Menurut Murthy, kesadaran diri yang terdistorsi membuat remaja tidak mampu menghadapi kritik saat nantinya tumbuh dewasa. Komentar Murthy muncul saat penelitian tentang penggunaan media sosial di kalangan anak-anak kian gencar.
Menurut sejumlah studi, penggunaan media sosial pada remaja dikaitkan dengan gangguan makan, citra diri buruk, dan dampak negatif lainnya. "Saya percaya usia 13 terlalu dini. Saya pikir masa remaja awal adalah masa di mana anak-anak mengembangkan identitas mereka, perasaan diri mereka. Lingkungan media sosial yang miring dan terdistorsi merugikan banyak anak," kata Murthy.
Dia menyampaikan, beberapa waktu silam seorang ibu datang ke kantornya dan menceritakan kisah tragis. Ibu itu memiliki anak perempuan berusia 11 tahun, yang bunuh diri setelah mengalami perisakan di dunia maya, tepatnya di beberapa akun media sosialnya.

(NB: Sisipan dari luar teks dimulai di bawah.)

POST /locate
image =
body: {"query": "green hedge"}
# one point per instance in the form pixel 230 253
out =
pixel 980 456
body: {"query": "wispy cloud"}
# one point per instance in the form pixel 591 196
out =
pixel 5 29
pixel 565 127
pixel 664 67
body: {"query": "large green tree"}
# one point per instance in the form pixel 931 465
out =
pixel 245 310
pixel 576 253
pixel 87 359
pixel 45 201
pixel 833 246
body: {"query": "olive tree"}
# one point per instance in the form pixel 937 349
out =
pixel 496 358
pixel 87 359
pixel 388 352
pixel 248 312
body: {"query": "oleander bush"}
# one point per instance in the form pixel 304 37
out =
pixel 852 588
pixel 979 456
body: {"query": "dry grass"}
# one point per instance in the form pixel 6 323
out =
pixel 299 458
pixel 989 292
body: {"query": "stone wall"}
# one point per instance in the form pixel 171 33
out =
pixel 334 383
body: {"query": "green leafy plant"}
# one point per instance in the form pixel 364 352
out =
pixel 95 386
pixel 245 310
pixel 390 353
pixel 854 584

"Putrinya itu menggunakan media sosial, memiliki tujuh akun di tiga platform berbeda, diintimidasi tanpa ampun oleh orang-orang di platform ini, berjuang untuk keluar darinya (media sosial) tetapi tidak bisa," ujar Murthy dikutip dari laman Daily Mail, Rabu (1/2/2023).

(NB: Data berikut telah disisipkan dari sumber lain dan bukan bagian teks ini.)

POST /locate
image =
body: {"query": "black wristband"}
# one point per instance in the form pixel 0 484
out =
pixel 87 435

Mencegah itu terjadi, Murthy mengimbau agar orang tua memberi aturan pada anak untuk memiliki akun media sosial minimal pada usia 16 tahun. Senada dengan rekomendasi Murthy, deretan studi mengungkap penggunaan media sosial pada generasi muda dengan efek samping negatif jangka panjang yang berbahaya.
Sebuah laporan pada 2020 oleh para peneliti dari Universitas Johns Hopkins mengaitkan lonjakan masalah kesehatan mental remaja di tahun 2000-an dengan munculnya media sosial. Tim Johns Hopkins lainnya menemukan pada 2019 bahwa siswa yang menghabiskan lebih dari tiga jam per hari di platform media sosial menunjukkan risiko yang lebih signifikan terhadap masalah kesehatan mental yang parah.
Pada 2020, para peneliti di Universitas Rochester menemukan bahwa mendapatkan sedikit tanda suka di postingan media sosial dapat menyebabkan kecemasan pada remaja. Tahun lalu, peneliti di MIT menemukan tingkat kecemasan dan depresi lebih tinggi di komunitas perguruan tinggi di mana Facebook lebih lazim.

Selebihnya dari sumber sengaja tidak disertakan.